Solving a Homework Problem with One Pivot

[Falcon99]

Homework Statement

https://cdn.discordapp.com/attachments/373928512811302912/528638926148337704/question.PNG

part a )50N
I cannot answer part b.

Homework Equations

M=FD

The Attempt at a Solution

Ok so if both pivots were in contact with the beam I would just equate them with the oppposite moments( anticlockwise ,clockwise) e.g 4
However because only 1 pivot is in contact with the beam I can't figure out how to equate it . I tried finding the resultant anticlockwise moment which was 100nm but that would me it would be turning so that's not right. This website http://wiki.math.se/wikis/2009/bridgecoursemechanics/index.php/14._Moments_and_equilibrium has been usefult but only explains it when there is 2 pivots .

 

[Doc Al]

There are two facts that you can use:
(1) The net torque about any point must be zero. (Assuming equilibrium.)
(2) The net force on the plank must be zero.

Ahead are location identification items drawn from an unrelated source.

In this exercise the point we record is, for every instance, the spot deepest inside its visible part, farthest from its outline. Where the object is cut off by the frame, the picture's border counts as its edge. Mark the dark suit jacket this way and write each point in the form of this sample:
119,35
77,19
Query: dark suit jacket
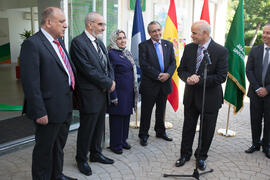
254,70
44,80
216,75
124,78
92,80
150,67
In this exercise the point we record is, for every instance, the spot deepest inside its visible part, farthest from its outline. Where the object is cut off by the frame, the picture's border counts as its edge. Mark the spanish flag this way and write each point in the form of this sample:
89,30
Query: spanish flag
171,34
205,12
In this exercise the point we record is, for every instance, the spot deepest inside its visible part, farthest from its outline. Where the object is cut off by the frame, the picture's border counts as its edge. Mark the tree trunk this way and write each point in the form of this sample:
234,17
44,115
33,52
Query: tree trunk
255,35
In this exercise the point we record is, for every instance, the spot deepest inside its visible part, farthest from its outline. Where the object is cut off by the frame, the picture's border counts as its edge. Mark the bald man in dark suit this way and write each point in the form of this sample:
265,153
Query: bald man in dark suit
258,74
191,72
48,79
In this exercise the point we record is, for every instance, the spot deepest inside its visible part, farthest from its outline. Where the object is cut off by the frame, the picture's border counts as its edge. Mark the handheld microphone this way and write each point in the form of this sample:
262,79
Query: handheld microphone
206,55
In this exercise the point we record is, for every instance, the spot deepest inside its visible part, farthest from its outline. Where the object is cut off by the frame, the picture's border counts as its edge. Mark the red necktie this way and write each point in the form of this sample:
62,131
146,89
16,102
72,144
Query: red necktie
64,57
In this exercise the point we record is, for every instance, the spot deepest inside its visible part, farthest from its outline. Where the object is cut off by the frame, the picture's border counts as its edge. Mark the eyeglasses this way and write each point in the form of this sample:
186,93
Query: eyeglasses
99,24
155,31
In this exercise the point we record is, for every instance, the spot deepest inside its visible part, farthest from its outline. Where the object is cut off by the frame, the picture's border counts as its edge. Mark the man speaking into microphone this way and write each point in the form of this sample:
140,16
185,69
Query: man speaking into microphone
190,71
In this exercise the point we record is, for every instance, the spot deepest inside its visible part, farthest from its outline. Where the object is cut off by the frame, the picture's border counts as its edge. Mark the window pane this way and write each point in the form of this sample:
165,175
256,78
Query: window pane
112,17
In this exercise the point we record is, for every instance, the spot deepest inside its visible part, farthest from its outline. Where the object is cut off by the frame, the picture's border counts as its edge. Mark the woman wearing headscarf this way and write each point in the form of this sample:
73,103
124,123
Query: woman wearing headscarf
124,97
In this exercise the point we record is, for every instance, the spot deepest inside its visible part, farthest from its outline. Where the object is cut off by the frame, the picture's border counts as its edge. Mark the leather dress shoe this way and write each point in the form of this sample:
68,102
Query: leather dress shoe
181,161
84,168
267,152
120,151
101,159
126,146
201,164
164,136
64,177
252,149
143,141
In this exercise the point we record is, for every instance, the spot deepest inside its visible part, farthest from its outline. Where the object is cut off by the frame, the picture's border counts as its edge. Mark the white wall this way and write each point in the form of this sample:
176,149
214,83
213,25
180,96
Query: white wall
17,25
184,10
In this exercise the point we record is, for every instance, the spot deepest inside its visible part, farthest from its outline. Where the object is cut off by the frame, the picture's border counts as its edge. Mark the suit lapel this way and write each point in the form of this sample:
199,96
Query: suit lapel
67,54
194,50
165,52
154,53
210,50
260,62
49,47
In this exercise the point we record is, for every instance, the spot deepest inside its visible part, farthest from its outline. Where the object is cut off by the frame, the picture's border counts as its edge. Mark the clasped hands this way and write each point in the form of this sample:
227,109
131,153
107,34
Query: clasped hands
192,80
261,92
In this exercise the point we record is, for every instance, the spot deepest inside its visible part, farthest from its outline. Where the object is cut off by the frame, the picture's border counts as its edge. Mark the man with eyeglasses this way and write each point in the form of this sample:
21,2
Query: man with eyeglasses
95,81
157,63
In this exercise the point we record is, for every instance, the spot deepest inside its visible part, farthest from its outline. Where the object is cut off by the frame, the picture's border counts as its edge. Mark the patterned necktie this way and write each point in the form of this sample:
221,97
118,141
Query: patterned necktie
199,57
101,56
160,59
265,64
65,59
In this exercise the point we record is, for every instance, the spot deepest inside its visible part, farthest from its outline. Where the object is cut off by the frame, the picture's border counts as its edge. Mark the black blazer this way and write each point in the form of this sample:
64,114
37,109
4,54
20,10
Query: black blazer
44,80
216,75
254,70
92,81
150,67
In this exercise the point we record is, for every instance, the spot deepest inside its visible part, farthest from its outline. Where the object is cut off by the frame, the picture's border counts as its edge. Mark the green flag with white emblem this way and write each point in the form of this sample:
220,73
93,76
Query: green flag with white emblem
236,83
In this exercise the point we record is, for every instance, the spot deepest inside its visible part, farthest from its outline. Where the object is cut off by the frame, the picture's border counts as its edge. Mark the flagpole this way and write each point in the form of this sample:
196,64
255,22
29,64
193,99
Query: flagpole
228,118
135,124
168,125
226,132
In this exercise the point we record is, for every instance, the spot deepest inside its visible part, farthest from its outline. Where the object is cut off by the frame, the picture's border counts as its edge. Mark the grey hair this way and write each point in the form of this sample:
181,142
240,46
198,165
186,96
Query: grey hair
204,26
90,17
152,23
47,13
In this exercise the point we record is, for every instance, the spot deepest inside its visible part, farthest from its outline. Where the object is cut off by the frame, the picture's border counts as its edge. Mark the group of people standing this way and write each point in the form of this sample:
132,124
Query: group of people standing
105,80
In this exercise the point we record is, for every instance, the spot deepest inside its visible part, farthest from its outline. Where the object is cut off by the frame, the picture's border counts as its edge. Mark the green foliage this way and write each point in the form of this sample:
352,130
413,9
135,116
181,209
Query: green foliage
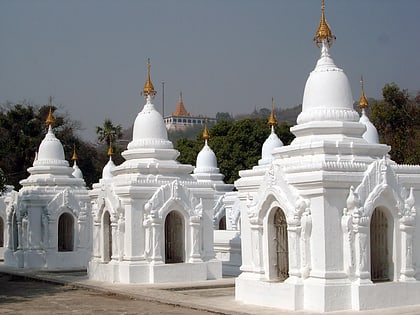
397,119
108,132
237,145
2,181
22,128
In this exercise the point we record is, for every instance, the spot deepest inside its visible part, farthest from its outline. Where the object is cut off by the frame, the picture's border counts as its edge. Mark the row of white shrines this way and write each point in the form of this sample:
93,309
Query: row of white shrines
326,223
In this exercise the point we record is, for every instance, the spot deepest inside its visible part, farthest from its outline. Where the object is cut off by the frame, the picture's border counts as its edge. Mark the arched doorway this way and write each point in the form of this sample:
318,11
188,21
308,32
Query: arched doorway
281,245
380,246
107,237
222,223
174,238
65,233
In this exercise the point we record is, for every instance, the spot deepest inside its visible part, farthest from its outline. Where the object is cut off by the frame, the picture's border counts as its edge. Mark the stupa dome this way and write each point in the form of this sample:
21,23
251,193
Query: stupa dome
206,160
149,130
106,172
327,93
371,134
50,149
77,172
272,142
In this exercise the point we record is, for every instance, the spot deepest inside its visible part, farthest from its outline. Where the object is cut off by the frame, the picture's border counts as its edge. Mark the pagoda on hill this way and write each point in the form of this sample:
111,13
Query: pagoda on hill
181,118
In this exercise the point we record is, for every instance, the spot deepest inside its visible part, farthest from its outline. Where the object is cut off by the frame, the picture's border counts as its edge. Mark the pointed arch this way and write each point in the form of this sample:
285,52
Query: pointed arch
222,223
14,234
278,247
381,245
174,237
273,198
65,240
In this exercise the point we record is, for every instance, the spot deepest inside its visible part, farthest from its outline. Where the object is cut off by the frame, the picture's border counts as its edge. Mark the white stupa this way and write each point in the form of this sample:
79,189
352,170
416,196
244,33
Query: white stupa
77,172
153,221
49,221
332,225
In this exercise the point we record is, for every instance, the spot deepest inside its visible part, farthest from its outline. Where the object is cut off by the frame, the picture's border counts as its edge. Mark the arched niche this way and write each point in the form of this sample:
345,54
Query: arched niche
65,232
106,236
278,245
381,245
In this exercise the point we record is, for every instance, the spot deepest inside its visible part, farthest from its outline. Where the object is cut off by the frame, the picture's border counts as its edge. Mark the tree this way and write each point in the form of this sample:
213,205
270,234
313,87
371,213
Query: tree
2,182
108,132
22,128
237,145
397,119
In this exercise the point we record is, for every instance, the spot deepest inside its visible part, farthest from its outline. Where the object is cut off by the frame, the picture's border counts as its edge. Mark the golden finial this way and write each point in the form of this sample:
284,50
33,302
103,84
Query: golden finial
324,34
50,118
74,157
363,103
272,121
148,89
206,134
110,151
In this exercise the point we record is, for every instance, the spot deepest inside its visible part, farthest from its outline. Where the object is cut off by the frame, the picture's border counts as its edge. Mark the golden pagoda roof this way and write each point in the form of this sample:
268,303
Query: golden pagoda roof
206,134
180,109
148,89
324,34
272,121
50,118
363,102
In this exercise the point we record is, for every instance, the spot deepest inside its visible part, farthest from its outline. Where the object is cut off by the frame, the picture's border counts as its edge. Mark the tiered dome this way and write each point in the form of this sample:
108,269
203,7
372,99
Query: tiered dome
107,170
51,150
327,93
206,159
149,130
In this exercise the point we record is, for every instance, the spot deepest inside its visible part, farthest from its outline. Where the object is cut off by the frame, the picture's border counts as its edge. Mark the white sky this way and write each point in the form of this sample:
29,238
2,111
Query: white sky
224,55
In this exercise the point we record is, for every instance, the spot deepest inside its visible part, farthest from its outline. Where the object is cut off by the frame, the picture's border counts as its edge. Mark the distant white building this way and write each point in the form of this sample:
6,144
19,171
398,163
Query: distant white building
49,219
153,221
181,119
332,223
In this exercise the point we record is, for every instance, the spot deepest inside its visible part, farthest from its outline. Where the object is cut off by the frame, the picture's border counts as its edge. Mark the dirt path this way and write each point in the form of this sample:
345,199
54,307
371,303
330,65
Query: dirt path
22,296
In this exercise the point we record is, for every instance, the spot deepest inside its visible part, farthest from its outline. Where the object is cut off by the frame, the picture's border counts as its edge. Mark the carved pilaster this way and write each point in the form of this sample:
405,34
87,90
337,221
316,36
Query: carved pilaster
196,238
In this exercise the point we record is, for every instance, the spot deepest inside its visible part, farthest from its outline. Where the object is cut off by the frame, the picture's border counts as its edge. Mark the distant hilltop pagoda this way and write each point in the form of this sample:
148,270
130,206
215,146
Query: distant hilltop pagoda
181,119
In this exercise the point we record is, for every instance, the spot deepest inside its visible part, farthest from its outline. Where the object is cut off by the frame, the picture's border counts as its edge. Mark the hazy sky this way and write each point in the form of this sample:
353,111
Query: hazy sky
224,55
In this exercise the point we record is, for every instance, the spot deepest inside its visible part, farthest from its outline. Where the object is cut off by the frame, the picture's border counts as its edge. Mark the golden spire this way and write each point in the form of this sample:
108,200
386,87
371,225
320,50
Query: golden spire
110,151
74,157
324,34
180,108
363,103
148,89
50,118
272,121
206,134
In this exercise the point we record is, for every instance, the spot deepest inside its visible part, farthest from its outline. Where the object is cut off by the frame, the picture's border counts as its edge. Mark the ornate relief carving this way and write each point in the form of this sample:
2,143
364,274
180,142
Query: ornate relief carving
174,191
63,199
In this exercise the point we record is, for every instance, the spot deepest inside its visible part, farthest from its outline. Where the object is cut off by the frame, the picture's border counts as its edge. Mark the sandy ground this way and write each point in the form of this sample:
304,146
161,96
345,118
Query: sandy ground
22,296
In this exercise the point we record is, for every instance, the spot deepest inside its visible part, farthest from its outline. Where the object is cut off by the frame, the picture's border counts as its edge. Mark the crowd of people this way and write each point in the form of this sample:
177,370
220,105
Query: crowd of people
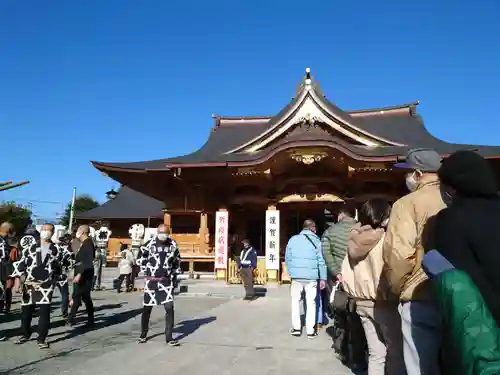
413,284
40,266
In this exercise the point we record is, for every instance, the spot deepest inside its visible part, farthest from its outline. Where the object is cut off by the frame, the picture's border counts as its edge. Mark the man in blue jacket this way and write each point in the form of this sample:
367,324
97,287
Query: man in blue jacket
248,262
306,267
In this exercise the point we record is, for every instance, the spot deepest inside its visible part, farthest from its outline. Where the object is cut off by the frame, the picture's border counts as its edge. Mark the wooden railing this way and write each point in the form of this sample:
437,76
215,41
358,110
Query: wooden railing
260,273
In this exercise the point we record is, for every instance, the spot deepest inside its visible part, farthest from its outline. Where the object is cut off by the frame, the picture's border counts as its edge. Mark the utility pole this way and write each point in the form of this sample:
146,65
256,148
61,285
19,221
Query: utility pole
72,212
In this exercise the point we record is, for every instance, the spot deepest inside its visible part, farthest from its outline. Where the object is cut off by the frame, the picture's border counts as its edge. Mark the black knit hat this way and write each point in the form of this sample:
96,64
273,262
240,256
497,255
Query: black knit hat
469,174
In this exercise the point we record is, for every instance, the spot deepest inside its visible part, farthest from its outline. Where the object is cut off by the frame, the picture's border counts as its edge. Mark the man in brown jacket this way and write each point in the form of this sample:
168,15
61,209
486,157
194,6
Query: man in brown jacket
403,251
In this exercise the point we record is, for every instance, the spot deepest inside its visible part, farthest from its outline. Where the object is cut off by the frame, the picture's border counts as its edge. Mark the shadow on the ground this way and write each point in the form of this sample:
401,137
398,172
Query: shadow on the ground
188,327
81,317
109,321
260,291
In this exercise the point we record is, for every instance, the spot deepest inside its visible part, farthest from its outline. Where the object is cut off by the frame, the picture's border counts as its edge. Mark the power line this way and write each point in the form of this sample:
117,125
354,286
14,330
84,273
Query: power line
37,201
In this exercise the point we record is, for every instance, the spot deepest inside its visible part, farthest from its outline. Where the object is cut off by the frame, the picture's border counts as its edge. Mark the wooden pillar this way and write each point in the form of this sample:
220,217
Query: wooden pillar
167,220
272,246
221,243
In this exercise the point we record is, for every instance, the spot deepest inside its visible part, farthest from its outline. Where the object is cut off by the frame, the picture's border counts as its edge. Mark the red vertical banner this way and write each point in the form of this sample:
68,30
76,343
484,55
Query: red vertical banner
221,239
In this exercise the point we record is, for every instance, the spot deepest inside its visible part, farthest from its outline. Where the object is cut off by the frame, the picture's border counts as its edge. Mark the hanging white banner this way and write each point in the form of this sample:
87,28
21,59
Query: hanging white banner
221,239
272,240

That should allow you to solve b.

 

[PhanthomJay]

The problem is not worded correctly, it should say that the board is just on the verge of lifting off the right support.
But how did you-get the answer to part a?? Please show your work.

 

[Falcon99]

The problem is not worded correctly, it should say that the board is just on the verge of lifting off the right support.
But how did you-get the answer to part a?? Please show your work.

I did 2Xw=200X0.5
w=50N

 

[Falcon99]

I did 2Xw=200X0.5
w=50N

There are two facts that you can use:
(1) The net torque about any point must be zero. (Assuming equilibrium.)
(2) The net force on the plank must be zero.

That should allow you to solve b.

There are two facts that you can use:
(1) The net torque about any point must be zero. (Assuming equilibrium.)
(2) The net force on the plank must be zero.

That should allow you to solve b.

How do I find the force though , I have equated those but just proves they're are equlibrium like you said, I can't see where I can equate for F(force)

 

[Doc Al]

How about you use fact #2 from my list? Express that mathematically.

 

[Falcon99]

How about you use fact #2 from my list? Express that mathematically.

Ok I've found the anticlockwise and clockwise moments, so net moment is 0 . But still haven't found a way to prove the upward and downward force on the plank is 0.

 

[Doc Al]

But still haven't found a way to prove the upward and downward force on the plank is 0.

That's just a condition for equilibrium, which must be assumed to solve the problem. (As @PhanthomJay points out, the problem could have been worded more clearly.)

 

[Doc Al]

(Hint: Clearly identify the forces acting on the plank. There are three: Two act down, one acts up.)

 

[haruspex]

haven't found a way to prove the upward and downward force on the plank is 0.

You do not need to prove that. As @PhanthomJay pointed out, the question is poorly worded. It should say that the other end only just starts to lift, i.e. the acceleration is negligible. This allows you to treat it as a statics problem, so the forces are necessarily in balance. You just need to express that as an equation.
Note that the torque balance equations you already used assume the system is effectively static. It cannot be solved without that assumption.

By the way, it is not strictly necessary to use the linear force balance. You can solve the problem entirely with torques, provided you use two different axes. Indeed, the linear balance is equivalent to using an axis at infinity.

 

[Falcon99]

You do not need to prove that. As @PhanthomJay pointed out, the question is poorly worded. It should say that the other end only just starts to lift, i.e. the acceleration is negligible. This allows you to treat it as a statics problem, so the forces are necessarily in balance. You just need to express that as an equation.
Note that the torque balance equations you already used assume the system is effectively static. It cannot be solved without that assumption.

By the way, it is not strictly necessary to use the linear force balance. You can solve the problem entirely with torques, provided you use two different axes. Indeed, the linear balance is equivalent to using an axis at infinity.

Yeah all makes sense now , I see what you mean I can just equate like a normal statics question. Thanks a lot for everyones help and time.